French Supreme Court, Social Division, January 22, 2025, n° 23-17.782

In this case, following restructuring plans, employees exercised their right to strike for several days. Believing that this movement was a reaction to the employer’s wrongdoing in refusing to provide staff representatives with essential information about the risks to the company’s French branch, the FEC-FO union and the strikers argued that this omission had caused intense stress and anxiety, prompting them to extend their strike. Therefore, they required the employer to pay the salaries corresponding to these days of strike.

Following the employer’s refusal, the union summoned him, by writ of May 21, 2021, to appear before the court of law in order to make him regularize the situation of his employees or former employees who participated in the strike by paying them the salary as well as the various bonuses they were deprived of as a result of this participation, and to order him to pay the FEC-FO union a damages sum in compensation for the harm caused to the collective interest of the profession.

The trial judges rejected the union’s request concerning the regularization of the sums to be paid to the employees. An appeal was lodged, again dismissing its requests. The union then appealed to the Court of Cassation, arguing that it follows from Article L. 2132-3 of the Labor Code that a union can take legal action to compel an employer to put an end to an unlawful situation.
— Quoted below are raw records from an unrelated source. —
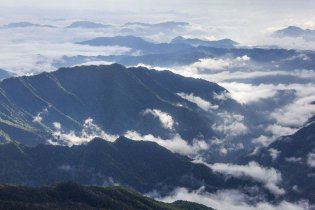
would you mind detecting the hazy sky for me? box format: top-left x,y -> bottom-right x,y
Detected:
1,1 -> 315,35
0,0 -> 315,45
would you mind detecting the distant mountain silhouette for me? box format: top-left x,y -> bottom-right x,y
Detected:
171,36 -> 238,48
66,21 -> 111,28
273,26 -> 315,41
78,35 -> 191,54
3,22 -> 56,28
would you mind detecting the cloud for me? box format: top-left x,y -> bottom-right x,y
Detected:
236,55 -> 250,61
212,112 -> 248,137
158,187 -> 309,210
307,152 -> 315,168
0,26 -> 130,74
74,61 -> 113,67
124,130 -> 209,156
142,109 -> 175,130
194,160 -> 285,195
269,84 -> 315,128
52,118 -> 118,145
265,124 -> 297,138
32,106 -> 50,123
252,135 -> 275,146
188,58 -> 231,71
218,82 -> 278,104
177,92 -> 219,111
268,148 -> 280,161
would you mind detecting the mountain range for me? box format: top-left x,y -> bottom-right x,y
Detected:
0,64 -> 243,150
56,35 -> 315,71
0,136 -> 267,198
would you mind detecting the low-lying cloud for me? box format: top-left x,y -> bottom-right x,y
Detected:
51,118 -> 118,146
212,112 -> 249,137
177,92 -> 219,111
142,109 -> 175,130
124,130 -> 209,156
194,160 -> 285,195
158,187 -> 310,210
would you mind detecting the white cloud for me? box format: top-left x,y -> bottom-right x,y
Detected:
266,124 -> 297,138
124,130 -> 209,156
268,148 -> 280,161
194,160 -> 285,195
53,122 -> 61,130
189,58 -> 231,71
212,112 -> 248,137
213,91 -> 231,101
236,55 -> 250,61
177,92 -> 218,111
218,82 -> 278,104
74,61 -> 113,67
307,152 -> 315,168
143,109 -> 175,130
252,135 -> 274,146
0,27 -> 130,74
158,187 -> 309,210
270,84 -> 315,128
32,107 -> 49,123
52,118 -> 118,146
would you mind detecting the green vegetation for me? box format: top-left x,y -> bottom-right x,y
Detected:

On this basis, it is admissible to request that the employer be ordered to regularize the individual situations of employees who participated in a strike in reaction to the employer’s wrongful behavior.

On this point, the French Supreme Court points out that, according to Article L.2132-3 of the Labor Code, trade unions have the right to take legal action, particularly on the basis of the collective interest of the profession they represent, whenever it has been directly or indirectly harmed. It follows from this text that a union may take legal action to have recognized the existence of an irregularity committed by the employer with regard to legal, regulatory or contractual provisions or with regard to the principle of equal treatment and request, in addition to the award of damages in compensation for the harm thus caused to the collective interest of the profession, that the employer be ordered to put an end to the irregularity observed. On the other hand, a union is not entitled to obtain a court order requiring the employer to regularize the individual situations of the employees concerned, as such an action falls within the personal freedom of each employee to defend his or her own interests.

Consequently, the action aimed at ensuring that striking employees are paid the wages and various bonuses they were deprived of as a result of their participation in the strike does not constitute an action in the collective interest of the profession, since it tends to regularize the individual situations of the employees, regardless of whether they have not been named. The Court of Cassation therefore approves the appeal ruling deeming it inadmissible.

This ruling is in line with a now well-established case law aimed at clearly separating claims that actually fall within the collective interest of the profession from those that only fall within the individual freedom of employees, for which trade unions are not admissible to act (for example: Cass. soc., Apr. 20, 2023, no. 23-40.003;  Cass. Soc; Nov. 22, 2023 no. 22-14.807).